On the same day this relief was passed, however, the Federal Reserve also introduced new restrictions on banks due to the latest stress tests. The central bank tested how financial institutions would fare in a V-shaped recession and recovery; a slower, U-shaped recession and recovery; and a W-shaped, double-dip recession.

In aggregate, loan losses for the 34 banks ranged from $560 billion to $700 billion in the sensitivity analysis, and aggregate capital ratios declined from 12.0 percent in the fourth quarter of 2019 to between 9.5 percent and 7.7 percent under the hypothetical downside scenarios. Under the U- and W-shaped scenarios, most firms remain well capitalized but several would approach minimum capital levels. The sensitivity analysis does not incorporate the potential effects of government stimulus payments and expanded unemployment insurance.

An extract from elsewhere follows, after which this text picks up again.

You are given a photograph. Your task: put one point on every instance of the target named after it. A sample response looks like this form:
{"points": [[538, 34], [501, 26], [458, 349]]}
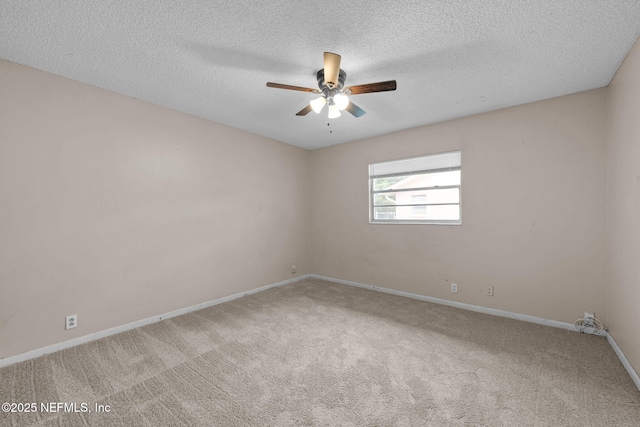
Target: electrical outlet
{"points": [[589, 318], [71, 321]]}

As a result of these stress tests, the Fed said that large banks must suspend share repurchases in the third quarter and limit dividend payments to  an amount based on recent earnings, meaning that banks can pay out dividends only if they have sufficient income to do so. Further, it is requiring that all large banks resubmit and update their capital plans later this year to reflect current stresses, which will help firms reassess their capital needs and maintain strong capital planning practices during this period of uncertainty. The Fed will conduct additional analysis each quarter to determine if adjustments to this response are appropriate.

"The banking system has been a source of strength during this crisis," Vice Chair Randal K. Quarles said, "and the results of our sensitivity analyses show that our banks can remain strong in the face of even the harshest shocks."